The analysis makes no assumptions about the distribution of either of the two measurements made on each sampling unit, only their differences.

The fallacy of indirect comparison

  • Make comparisons between groups directly, not indirectly.

  • Common mistake: compare each group to the same reference value and then draw conclusions about the difference between groups.

  • Example:

    • Group 1 significantly different from reference value.
    • Group 2 not significantly different from reference value.
  • This does not imply that the two groups differ from each other.

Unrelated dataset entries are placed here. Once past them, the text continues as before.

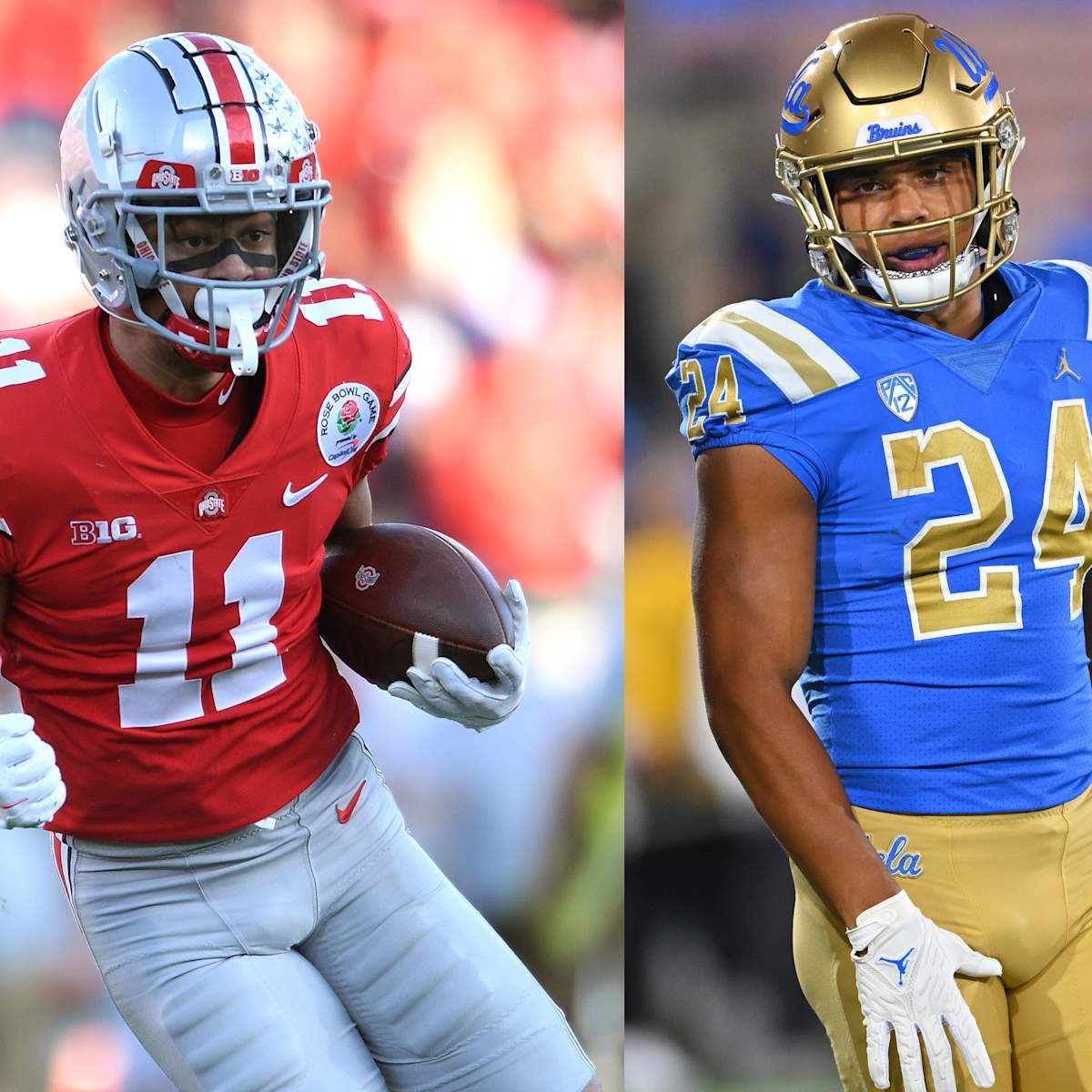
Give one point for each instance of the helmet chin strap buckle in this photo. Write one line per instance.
(236, 310)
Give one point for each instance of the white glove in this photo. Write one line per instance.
(447, 692)
(32, 791)
(905, 984)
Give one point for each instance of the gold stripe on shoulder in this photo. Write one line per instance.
(812, 372)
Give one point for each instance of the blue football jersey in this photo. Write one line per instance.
(953, 480)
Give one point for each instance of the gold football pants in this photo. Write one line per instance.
(1016, 887)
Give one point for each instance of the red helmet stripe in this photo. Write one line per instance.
(240, 135)
(202, 41)
(225, 91)
(225, 85)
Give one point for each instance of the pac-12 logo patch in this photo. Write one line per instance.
(347, 420)
(899, 393)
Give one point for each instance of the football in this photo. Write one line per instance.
(396, 595)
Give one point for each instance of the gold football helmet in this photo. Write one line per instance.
(885, 88)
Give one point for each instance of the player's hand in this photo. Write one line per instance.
(446, 691)
(905, 965)
(32, 791)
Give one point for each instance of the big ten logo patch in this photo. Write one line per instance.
(97, 532)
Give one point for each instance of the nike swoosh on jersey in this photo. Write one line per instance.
(347, 813)
(294, 497)
(223, 398)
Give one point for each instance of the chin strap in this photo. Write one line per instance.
(235, 310)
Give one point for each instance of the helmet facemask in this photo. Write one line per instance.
(993, 221)
(230, 321)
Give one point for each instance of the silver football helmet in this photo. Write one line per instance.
(186, 124)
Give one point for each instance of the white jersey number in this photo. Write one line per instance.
(21, 371)
(163, 595)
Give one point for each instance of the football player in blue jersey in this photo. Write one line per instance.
(895, 473)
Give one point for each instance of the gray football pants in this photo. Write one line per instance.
(317, 956)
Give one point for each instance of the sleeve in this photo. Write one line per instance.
(396, 366)
(726, 399)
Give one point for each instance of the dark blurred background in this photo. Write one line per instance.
(711, 997)
(475, 150)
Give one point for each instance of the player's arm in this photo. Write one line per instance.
(753, 588)
(358, 509)
(32, 791)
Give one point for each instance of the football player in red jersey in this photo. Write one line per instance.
(241, 873)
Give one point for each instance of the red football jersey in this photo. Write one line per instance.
(162, 623)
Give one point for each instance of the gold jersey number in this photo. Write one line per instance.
(1059, 539)
(724, 401)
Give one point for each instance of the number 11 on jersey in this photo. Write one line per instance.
(163, 595)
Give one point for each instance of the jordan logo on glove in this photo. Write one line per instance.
(901, 964)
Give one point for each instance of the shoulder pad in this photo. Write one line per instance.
(791, 355)
(1085, 272)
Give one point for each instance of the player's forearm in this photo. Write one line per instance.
(795, 787)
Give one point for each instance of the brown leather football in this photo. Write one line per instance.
(396, 594)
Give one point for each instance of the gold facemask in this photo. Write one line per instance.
(885, 88)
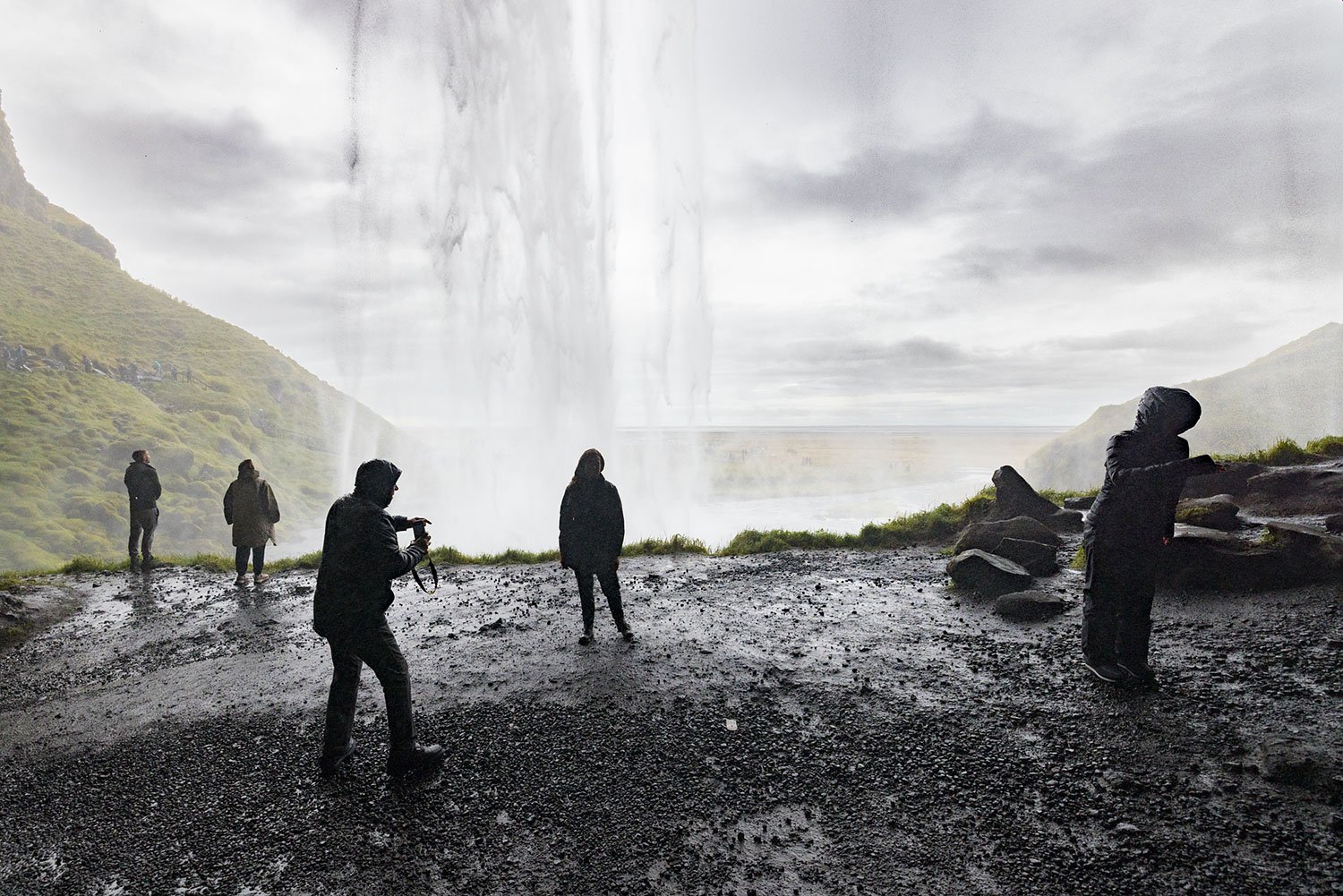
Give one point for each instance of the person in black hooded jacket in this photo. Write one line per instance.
(1133, 517)
(360, 558)
(591, 536)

  • Instead, test or compare the difference between their means directly

Figure 2: This figure shows the estimate of the mean for two independent groups. To tell if the means are statistically different, you must compare them to each other. Do not compare each mean to a third number (the red line) to determine if the two means are equal. Whitlock & Schluter 3e.

Interpreting overlap of confidence intervals

Comparing two means and confidence intervals visually yields the same results as a hypothesis test (t-test) in cases (a) and (b) below. In case (c) you would need to do the t-test to tell if the means are different.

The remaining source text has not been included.